Ja xanthan hält es stabil und mit sucro und glice kriegt man die emulsion glatt. 15 min thermomix und man hat ne "wunderbare" fertig bearnaise. Ist halt das gleiche wie aus der Packung  gegen Oxidation hat man Citras und die gute alte Knödelhilfe. Widerlich einfach  
Klar sind nicht alle e's schlecht, aber auf nen Großteil wie methyl etc verzichte ich dann doch gerne, besonders im dreisterner 

Ich hab gehört die Vergiftung lag an noroviren die in langustinen im sous vide Becken den idealen brüteplatz hatten. Dass die Viren überhaupt drin waren find ich schon bedenklich. Das ist denk ich nur auf personalhygiene zurückzuführen bzw. Nicht Hände gewaschen und desinfiziert nach dem Toilettenbesuch :/


Was ich bei heston geil finde ist die thematische Einbindung von Präsentation und Gericht wie zB. Beim Sound of the sea oder dem teatime beim Hutmacher gang. 

Gleichzeitig auch super klassische Gerichte ohne viel Tam Tam wie snail porridge oder auch seine schwarzwälderkirsch Variante.




Andal schrieb:


> Trotzdem, wenn man nicht probiert, dann kann man auch schlecht was beurteilen. Da bin ich dann auch relativ schmerzfrei, solange es frei von Anis- und Fenchelaromen ist und nicht zu arg nach Amoniak riecht. Bei fermentierter Forelle hab ich zum Beispiel verweigert. In Sri Lanka habe ich erst gar nicht gefragt, was es ist und mich nur nach Nase und Auge orientiert. Und siehe da, ich lebe noch!




Absolut lobenswerte Einstellung.
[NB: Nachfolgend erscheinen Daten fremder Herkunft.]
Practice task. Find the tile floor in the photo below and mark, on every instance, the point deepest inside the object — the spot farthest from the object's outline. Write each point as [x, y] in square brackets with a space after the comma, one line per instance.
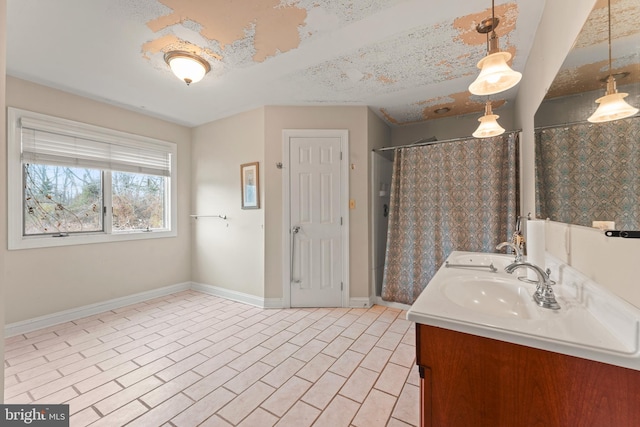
[192, 359]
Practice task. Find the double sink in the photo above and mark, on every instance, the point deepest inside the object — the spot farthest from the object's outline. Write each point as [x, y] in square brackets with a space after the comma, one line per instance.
[468, 296]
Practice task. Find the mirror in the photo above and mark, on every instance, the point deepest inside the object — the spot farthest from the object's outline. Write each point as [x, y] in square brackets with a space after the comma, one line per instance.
[590, 172]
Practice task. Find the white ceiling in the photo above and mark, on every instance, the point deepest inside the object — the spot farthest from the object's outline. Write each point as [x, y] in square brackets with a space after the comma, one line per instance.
[403, 58]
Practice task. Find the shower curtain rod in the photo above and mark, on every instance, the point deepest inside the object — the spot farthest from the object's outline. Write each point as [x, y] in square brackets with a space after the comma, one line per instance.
[418, 143]
[579, 122]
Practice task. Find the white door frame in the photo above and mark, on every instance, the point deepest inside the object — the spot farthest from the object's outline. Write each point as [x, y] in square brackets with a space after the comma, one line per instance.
[343, 134]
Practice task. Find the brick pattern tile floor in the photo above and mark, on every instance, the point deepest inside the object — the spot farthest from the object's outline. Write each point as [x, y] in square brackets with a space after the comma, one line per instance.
[192, 359]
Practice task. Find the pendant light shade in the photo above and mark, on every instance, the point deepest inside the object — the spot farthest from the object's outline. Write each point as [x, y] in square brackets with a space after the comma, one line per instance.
[186, 66]
[488, 124]
[612, 105]
[495, 74]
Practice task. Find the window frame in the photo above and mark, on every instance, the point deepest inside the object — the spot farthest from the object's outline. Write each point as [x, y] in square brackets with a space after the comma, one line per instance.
[15, 191]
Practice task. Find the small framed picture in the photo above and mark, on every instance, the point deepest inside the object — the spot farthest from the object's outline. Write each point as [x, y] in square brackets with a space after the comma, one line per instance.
[250, 182]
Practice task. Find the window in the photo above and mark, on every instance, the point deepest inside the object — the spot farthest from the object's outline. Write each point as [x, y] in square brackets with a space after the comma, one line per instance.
[73, 183]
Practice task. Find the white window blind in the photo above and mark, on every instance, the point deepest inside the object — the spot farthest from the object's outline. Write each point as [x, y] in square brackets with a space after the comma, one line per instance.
[46, 142]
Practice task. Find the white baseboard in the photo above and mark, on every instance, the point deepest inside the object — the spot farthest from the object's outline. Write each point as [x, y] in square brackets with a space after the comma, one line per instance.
[273, 303]
[237, 296]
[29, 325]
[361, 302]
[36, 323]
[380, 301]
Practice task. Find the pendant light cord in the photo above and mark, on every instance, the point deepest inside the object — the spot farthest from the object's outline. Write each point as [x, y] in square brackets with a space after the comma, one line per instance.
[609, 11]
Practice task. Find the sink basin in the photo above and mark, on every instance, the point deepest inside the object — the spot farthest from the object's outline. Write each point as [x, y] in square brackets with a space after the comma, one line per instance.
[591, 324]
[491, 296]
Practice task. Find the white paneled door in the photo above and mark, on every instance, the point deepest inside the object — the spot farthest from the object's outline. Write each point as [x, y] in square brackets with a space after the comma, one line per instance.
[316, 221]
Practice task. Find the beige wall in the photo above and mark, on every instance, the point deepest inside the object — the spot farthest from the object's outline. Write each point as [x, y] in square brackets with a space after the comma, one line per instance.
[355, 120]
[610, 262]
[228, 254]
[378, 136]
[3, 188]
[44, 281]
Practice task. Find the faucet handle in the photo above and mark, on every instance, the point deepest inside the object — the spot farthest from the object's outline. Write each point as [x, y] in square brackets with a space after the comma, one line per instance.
[548, 271]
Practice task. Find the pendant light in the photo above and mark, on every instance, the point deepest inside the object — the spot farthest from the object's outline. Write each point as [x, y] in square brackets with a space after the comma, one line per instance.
[187, 66]
[488, 124]
[612, 104]
[495, 74]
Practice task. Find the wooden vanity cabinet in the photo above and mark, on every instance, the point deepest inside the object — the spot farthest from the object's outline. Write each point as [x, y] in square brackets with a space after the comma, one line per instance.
[471, 381]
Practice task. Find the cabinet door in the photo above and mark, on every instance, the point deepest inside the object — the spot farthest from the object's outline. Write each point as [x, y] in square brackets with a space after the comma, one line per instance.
[425, 396]
[481, 382]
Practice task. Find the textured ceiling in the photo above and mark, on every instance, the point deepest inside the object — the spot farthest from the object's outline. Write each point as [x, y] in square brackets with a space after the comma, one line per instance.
[587, 65]
[403, 58]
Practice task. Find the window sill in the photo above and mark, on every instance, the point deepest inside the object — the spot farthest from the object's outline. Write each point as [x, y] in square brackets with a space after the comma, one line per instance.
[21, 242]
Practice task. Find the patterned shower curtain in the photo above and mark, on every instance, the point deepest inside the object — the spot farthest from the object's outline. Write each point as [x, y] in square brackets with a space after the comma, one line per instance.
[449, 196]
[587, 172]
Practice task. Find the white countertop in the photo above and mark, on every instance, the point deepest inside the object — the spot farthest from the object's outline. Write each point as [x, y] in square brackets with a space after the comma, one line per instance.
[592, 323]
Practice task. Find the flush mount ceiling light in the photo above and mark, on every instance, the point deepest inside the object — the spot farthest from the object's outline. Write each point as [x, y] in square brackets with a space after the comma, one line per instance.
[488, 124]
[495, 74]
[187, 66]
[612, 104]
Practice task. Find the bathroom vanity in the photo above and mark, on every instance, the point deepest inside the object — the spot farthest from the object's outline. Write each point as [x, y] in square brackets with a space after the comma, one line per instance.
[489, 356]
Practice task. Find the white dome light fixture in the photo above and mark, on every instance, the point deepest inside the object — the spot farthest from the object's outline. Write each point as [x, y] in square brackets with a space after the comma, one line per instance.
[187, 66]
[612, 104]
[488, 124]
[495, 74]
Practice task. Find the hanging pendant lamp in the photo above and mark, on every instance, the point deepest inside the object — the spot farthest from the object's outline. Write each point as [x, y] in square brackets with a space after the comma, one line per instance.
[495, 74]
[612, 105]
[488, 124]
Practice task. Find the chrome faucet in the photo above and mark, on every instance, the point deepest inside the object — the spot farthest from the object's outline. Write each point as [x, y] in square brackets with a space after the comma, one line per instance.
[543, 296]
[515, 248]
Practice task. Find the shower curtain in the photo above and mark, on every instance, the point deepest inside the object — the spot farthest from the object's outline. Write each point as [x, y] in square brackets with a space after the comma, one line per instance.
[587, 172]
[448, 196]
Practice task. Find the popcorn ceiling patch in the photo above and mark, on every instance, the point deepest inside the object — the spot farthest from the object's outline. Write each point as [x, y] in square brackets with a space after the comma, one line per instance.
[274, 26]
[398, 63]
[625, 16]
[587, 77]
[458, 103]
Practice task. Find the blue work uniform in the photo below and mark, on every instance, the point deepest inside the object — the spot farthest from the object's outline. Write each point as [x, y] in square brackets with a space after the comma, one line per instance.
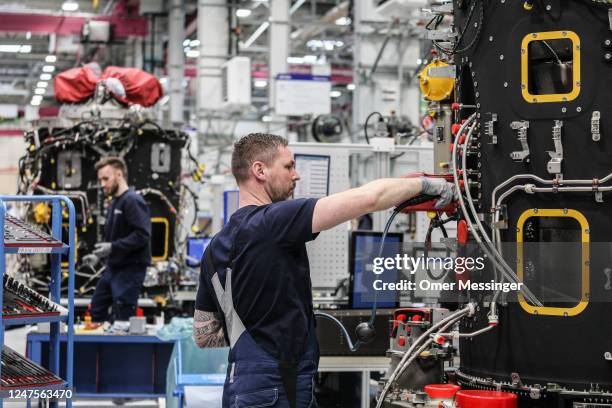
[255, 272]
[128, 229]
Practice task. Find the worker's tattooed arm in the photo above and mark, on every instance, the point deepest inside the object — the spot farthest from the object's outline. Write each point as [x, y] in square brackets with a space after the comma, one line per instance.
[208, 329]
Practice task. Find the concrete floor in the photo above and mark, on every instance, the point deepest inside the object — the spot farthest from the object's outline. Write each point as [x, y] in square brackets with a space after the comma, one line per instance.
[16, 339]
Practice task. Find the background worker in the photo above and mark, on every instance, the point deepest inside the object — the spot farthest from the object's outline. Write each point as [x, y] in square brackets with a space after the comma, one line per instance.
[127, 246]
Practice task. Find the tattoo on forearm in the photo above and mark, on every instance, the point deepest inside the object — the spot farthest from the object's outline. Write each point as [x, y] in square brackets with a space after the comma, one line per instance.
[208, 329]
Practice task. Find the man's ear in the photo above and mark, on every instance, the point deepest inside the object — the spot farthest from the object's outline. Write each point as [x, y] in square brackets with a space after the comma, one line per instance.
[258, 170]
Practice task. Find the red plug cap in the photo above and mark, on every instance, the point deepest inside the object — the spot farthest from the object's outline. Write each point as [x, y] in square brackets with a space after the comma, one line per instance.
[455, 128]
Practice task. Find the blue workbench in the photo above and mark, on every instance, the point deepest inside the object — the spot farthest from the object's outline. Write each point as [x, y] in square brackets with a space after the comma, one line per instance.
[111, 365]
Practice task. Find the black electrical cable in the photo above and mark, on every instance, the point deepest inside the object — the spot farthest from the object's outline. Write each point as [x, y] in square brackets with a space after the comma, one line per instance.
[365, 126]
[365, 331]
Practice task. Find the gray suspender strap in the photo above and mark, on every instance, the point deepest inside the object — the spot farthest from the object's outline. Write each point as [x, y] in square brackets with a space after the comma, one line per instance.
[233, 324]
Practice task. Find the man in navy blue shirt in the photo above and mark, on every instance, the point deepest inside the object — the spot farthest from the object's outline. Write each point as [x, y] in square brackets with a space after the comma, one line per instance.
[127, 247]
[255, 289]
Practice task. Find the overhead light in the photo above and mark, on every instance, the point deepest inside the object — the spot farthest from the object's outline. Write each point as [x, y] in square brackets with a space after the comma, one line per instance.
[70, 5]
[192, 54]
[343, 21]
[242, 13]
[10, 48]
[258, 32]
[260, 83]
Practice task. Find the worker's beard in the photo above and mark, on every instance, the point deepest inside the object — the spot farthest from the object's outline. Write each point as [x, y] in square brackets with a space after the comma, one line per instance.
[278, 193]
[114, 189]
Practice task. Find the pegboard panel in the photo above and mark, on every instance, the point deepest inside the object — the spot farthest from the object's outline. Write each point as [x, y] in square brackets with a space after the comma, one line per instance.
[328, 254]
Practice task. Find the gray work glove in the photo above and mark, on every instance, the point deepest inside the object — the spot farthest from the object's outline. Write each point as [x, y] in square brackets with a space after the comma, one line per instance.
[438, 187]
[90, 259]
[102, 249]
Wollte dich nur davor bewahren dein knappes Geld bei sowas zu versenken und dir stattdessen einfach man was geiles mit genug Futter und   Soße satt (Vendome!!!!) empfehlen. 

Adria hat mal gesagt sein 25 gang Menü Würde unter 100 g wiegen. Ob das jetzt cool oder verarsche ist muss jeder selbst entscheiden  
Die "guten" Errungenschaften der molekularküche haben sich jedenfalls in allen anderen Häusern auf dem Niveau auch durchgesetzt und gehalten (Stickstoff zB. ), während die sinnfreien Spielereien gnadenlos aussortiert wurden. 
Naja wie dem auch sei, das El bulli ist längst geschlossen und lebt nur noch als legende und Vorbild in anderen Häusern weiter zB. Alinea in Chicago oder 41* in Barcelona. Letzteres ist ein Adriarestaurant, der ungleiche Bruder "Tickets" wär mir aber hundert mal lieber


----------



## chester (3. Juli 2014)

*AW: Der kulinarische Laber -Thread*

Citras, methyl, glice? Um Himmels willen, ihr Küchenmviecher habt echt eure eigene Sprache. Selbst Trivialnamen werden bei euch wohl noch weiter eingestampft. Also unter Citras kann ich wohl Citrate erwarten und unter Glice Glycerin, aber Methyl? Das kann ja alles sein? Methylcellulose? 

Ich hab da nen ganz unromantischen Zugang zu solchem Zeug. Es verändert halt die Textur. Das kann mal ganz spannend sein, aber wenn ich mir nicht anders zu helfen weiß wird das grenzwertig. Oder wenn die alleine gegen das "abkacken" zur Langzeitstabilität gebraucht werden. 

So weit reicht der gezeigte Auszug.